# Beethovens Third Period



## Frederick Kurth M.D. (Mar 14, 2010)

Dear Beethoven lovers,
One of the perennial mysteries of Beethoven's creativity is the provenance of his Third Period. We all know that his Second Period is linked to his deafness and his heroic efforts to continue his creative career. The Heroic Period began around 1802 and is first fully realized in his third symphony, the EROICA. If you listen to the Second Symphony, which is lovely high classical, and then listen to the Third Symphony one enters a new world. The Heroic Period ended around 1812; he then fell into a fallow period for three years before entering his greatest creative time. 
What triggered his transformation? I have written a play, The Beethovens, that dramatizes what I think fueled the transformation. The play was staged in Hollywood and ran for 4 weeks to critical acclaim. I also have written a movie version of the script. Both the stage and movie versions are available on Amazon for 10 bucks. The story begins with the death of his brother, Karl, November 15, 1815. His death left a widow, Johanna Beethoven and her son, Little Karl, who henceforth played a momentous part in Beethoven's emotional life. The play dramatizes this story.
More Details will follow.


----------



## Edward Elgar (Mar 22, 2006)

Wow! That's an achievement and a half!

In my personal opinion, I think in the third period he abandoned the ego and looked at music as an independent observer. I think this reflective period implies he went some way in making peace with his deafness. Also, the radical elements I think came from a desire to push boundaries to their limits so that no composer could be a true classical after Beethoven as everything that could be said, was said.


----------



## Frederick Kurth M.D. (Mar 14, 2010)

Dear Elgar,

I appreciate your quick reply and your kind words. But I think your theory does not account for the universal appeal of third period music. If Beethoven abandoned the ego and took it in an objective stance entirely he would not have written such beautiful music that all of us can relate to. Rather than abandoning the ego he made deep contact with it.


----------



## starry (Jun 2, 2009)

I think he tried to go beyond the ego somewhat, as with the 9th symphony. In the end though you can't escape yourself and even a piece like op132 refers to himself recovering from an illness. There is still some of that heroic posturing (I don't mean that in a bad way) at times that reflects the Beethoven shaking his fist at fate image but it is also softened by a lyrical simplicity at other times.


----------



## Edward Elgar (Mar 22, 2006)

Frederick Kurth said:


> Dear Elgar,
> 
> I appreciate your quick reply and your kind words. But I think your theory does not account for the universal appeal of third period music. If Beethoven abandoned the ego and took it in an objective stance entirely he would not have written such beautiful music that all of us can relate to. Rather than abandoning the ego he made deep contact with it.

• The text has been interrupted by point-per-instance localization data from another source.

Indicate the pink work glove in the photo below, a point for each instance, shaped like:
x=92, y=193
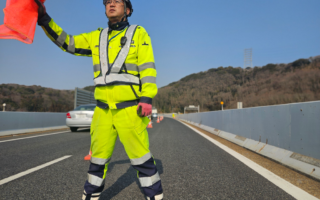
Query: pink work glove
x=144, y=109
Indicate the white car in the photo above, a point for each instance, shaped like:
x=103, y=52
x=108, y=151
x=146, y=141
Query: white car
x=80, y=117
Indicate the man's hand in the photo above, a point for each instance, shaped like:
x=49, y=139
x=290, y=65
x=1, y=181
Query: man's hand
x=42, y=9
x=144, y=109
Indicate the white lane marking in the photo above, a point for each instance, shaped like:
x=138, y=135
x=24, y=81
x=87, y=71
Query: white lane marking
x=24, y=138
x=278, y=181
x=29, y=171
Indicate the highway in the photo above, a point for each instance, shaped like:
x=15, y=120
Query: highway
x=190, y=166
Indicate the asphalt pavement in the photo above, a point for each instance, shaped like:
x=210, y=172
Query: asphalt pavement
x=190, y=166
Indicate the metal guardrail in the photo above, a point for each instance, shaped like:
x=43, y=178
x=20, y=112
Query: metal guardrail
x=294, y=127
x=82, y=97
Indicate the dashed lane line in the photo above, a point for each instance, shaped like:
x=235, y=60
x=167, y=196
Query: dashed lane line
x=29, y=171
x=278, y=181
x=24, y=138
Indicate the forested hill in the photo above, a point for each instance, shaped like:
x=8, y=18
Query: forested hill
x=272, y=84
x=35, y=98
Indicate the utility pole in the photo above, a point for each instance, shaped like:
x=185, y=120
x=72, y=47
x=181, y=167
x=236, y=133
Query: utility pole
x=247, y=58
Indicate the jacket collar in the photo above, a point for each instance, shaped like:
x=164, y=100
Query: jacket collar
x=118, y=26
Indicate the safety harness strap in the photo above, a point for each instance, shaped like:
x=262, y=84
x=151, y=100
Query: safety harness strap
x=117, y=64
x=118, y=105
x=106, y=71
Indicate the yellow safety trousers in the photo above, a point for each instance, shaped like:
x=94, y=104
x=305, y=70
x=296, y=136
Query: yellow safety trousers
x=107, y=124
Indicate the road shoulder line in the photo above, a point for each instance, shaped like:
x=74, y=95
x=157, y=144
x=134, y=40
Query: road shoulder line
x=29, y=171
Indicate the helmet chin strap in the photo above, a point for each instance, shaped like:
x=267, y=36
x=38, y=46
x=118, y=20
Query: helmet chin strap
x=125, y=12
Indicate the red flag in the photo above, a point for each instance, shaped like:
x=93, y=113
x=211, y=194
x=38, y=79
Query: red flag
x=20, y=20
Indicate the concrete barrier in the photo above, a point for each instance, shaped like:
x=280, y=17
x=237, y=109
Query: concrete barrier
x=288, y=134
x=24, y=122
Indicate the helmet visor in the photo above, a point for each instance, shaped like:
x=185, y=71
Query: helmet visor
x=105, y=2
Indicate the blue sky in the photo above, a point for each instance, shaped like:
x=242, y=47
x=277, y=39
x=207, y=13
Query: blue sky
x=187, y=36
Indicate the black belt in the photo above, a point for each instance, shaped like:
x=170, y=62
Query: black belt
x=119, y=105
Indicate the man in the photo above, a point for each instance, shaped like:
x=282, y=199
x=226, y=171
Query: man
x=125, y=80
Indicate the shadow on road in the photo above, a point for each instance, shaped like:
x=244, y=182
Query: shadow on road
x=125, y=180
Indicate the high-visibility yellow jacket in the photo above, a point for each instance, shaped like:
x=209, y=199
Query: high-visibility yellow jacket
x=139, y=62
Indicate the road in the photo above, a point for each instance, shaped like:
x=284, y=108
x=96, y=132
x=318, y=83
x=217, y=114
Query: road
x=190, y=166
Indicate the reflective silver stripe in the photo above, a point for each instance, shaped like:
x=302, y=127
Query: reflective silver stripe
x=96, y=68
x=144, y=66
x=149, y=181
x=148, y=79
x=62, y=37
x=140, y=161
x=124, y=50
x=131, y=67
x=99, y=81
x=126, y=78
x=103, y=56
x=71, y=46
x=94, y=180
x=99, y=161
x=157, y=197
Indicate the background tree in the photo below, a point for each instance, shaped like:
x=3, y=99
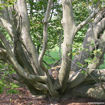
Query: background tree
x=24, y=48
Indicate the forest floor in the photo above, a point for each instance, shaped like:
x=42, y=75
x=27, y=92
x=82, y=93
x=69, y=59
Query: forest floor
x=24, y=97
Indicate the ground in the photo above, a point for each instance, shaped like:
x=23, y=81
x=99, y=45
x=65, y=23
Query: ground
x=24, y=97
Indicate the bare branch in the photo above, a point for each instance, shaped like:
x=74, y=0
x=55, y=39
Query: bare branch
x=26, y=37
x=69, y=27
x=45, y=22
x=17, y=66
x=85, y=21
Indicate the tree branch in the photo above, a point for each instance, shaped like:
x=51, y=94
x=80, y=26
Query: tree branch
x=85, y=21
x=45, y=27
x=69, y=27
x=17, y=66
x=26, y=37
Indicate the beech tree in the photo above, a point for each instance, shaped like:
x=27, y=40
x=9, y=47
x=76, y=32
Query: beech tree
x=78, y=76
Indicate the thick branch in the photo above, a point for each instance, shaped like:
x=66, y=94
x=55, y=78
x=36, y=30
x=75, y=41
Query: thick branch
x=69, y=26
x=85, y=21
x=19, y=69
x=26, y=37
x=45, y=22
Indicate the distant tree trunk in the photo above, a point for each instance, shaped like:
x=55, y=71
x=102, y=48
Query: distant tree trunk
x=24, y=57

Mmm, I think it's only the 9th that has total universal appeal. Perhaps he wanted to find the perfect melody. Most of the 3rd period works are difficult for an uneducated person to hear.

The reason I say he approached his work with an objective stance is because his 3rd period contains both influences from the past and very forward-looking material. The 2nd period sounds immediate and intense, the 3rd period is one of reflection in my opinion.


----------



## starry (Jun 2, 2009)

I wonder if some of this going beyond himself is partly religious as well, such as the Missa Solemnis.


----------